The Fulham & Hammersmith Chronicle newspaper (formerly the Fulham Chronicle) started life on 6 April 1888, produced at an office in Walham Green, Fulham. The first edition stated that the newspaper was set up "to supply the need which is felt in this district for a genuinely local journal." One of its first part-time editors, was Charles James Feret, who later became known as the "Historian of Fulham".

==First edition==
The newspaper cost readers one halfpenny, earning the Chronicle the nickname Ha'penny Hot'un. Stories from the first edition included "Accident in Dawes Road", which told of a nasty accident between a young boy delivering milk and a ginger beer van at a "dangerous corner" of Dawes Road, in Fulham. The title also contained several chapters from a fiction novel entitled The Hillyars and the Burtons: A story of two families, by Henry Kingsley.

==Centenary edition==
Over the years, the stories and the format have slowly changed. For the 100th anniversary, the Fulham Chronicle ran a special supplement on 7 April 1988, reminding readers of major news stories which had taken place since the launch of the newspaper.

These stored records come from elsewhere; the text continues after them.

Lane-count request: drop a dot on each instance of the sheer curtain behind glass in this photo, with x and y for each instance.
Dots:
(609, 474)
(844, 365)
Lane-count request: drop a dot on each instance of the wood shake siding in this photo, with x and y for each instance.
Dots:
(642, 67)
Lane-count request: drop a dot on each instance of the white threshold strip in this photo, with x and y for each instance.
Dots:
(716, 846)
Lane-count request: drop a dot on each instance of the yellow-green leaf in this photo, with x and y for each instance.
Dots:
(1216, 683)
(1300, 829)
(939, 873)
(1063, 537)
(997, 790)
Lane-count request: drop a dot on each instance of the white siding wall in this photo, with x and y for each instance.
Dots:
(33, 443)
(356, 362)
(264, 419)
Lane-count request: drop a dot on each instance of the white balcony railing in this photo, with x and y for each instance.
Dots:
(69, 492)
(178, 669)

Chronicle reporters have covered the major celebrations in Fulham on Queen Victoria's Diamond Jubilee in 1897, the "devastation and horror" on the streets of Fulham during the Second World War and the history of Fulham Football Club at Craven Cottage.

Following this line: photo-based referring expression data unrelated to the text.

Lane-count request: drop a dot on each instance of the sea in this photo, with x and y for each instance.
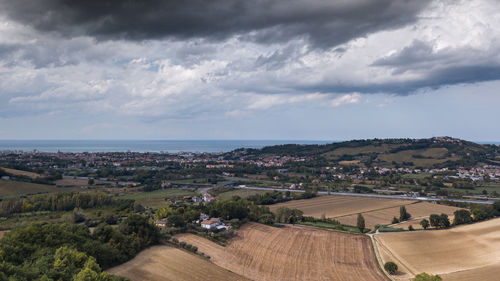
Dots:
(167, 146)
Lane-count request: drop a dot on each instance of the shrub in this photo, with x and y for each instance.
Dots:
(427, 277)
(390, 267)
(424, 223)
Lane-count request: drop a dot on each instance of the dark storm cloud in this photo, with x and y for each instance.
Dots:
(325, 23)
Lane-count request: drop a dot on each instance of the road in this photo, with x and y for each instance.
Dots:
(401, 197)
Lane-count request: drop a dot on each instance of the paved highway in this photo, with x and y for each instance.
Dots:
(401, 197)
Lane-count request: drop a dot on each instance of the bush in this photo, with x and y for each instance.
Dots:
(390, 267)
(427, 277)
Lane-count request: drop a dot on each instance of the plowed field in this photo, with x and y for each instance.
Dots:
(470, 252)
(336, 206)
(164, 263)
(417, 210)
(261, 252)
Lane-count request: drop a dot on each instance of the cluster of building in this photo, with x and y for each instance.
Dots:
(205, 221)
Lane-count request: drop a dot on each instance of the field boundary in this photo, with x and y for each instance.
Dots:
(376, 210)
(378, 259)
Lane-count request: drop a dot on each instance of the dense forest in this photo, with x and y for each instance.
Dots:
(70, 251)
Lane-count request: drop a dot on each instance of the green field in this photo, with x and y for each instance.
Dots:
(156, 199)
(243, 193)
(17, 188)
(432, 156)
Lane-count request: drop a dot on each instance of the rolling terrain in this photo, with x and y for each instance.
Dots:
(337, 206)
(374, 210)
(164, 263)
(468, 252)
(261, 252)
(425, 153)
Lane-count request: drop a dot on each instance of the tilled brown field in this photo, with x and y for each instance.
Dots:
(164, 263)
(261, 252)
(417, 210)
(336, 206)
(469, 252)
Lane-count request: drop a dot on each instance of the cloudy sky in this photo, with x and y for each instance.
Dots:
(238, 69)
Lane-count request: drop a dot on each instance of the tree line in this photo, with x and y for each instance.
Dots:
(70, 251)
(61, 202)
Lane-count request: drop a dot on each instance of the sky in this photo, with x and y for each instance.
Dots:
(238, 69)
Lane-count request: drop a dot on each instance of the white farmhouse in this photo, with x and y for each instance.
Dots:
(211, 223)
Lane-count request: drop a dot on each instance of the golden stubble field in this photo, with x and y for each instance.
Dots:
(261, 252)
(469, 252)
(345, 209)
(336, 206)
(417, 210)
(164, 263)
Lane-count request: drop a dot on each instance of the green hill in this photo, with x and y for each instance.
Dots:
(425, 153)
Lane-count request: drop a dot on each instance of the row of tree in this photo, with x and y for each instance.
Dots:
(61, 202)
(70, 251)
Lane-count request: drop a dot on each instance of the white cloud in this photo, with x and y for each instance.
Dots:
(346, 99)
(164, 79)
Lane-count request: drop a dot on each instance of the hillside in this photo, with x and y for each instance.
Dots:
(426, 153)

The centenary edition of the paper featured a message from Queen Elizabeth II, which read: "I was very pleased to receive your kind message of loyal greetings, send on the occasion of the paper's centenary. "I send you, the staff and readers of the Fulham Chronicle, my warm congratulations on this notable anniversary, together with my best wishes for the future."

==The 21st century==
A major change to the newspaper was made in 2000, when the title was extended to the Fulham and Hammersmith Chronicle, and in September 2008, a website was launched.

Then in January 2010 the Fulham and Hammersmith Chronicle turned from a paid-for newspaper to a free paper with an increased distribution of 72,000, taking the paper's household penetration in the Hammersmith and Fulham borough from just over 20 per cent to nearly 99 per cent.

A new, updated website www.fulhamchronicle.co.uk was also launched when the newspaper turned free.

==Ownership==
The Fulham and Hammersmith Chronicle is owned by Trinity Mirror plc which also publishes the Daily Mirror.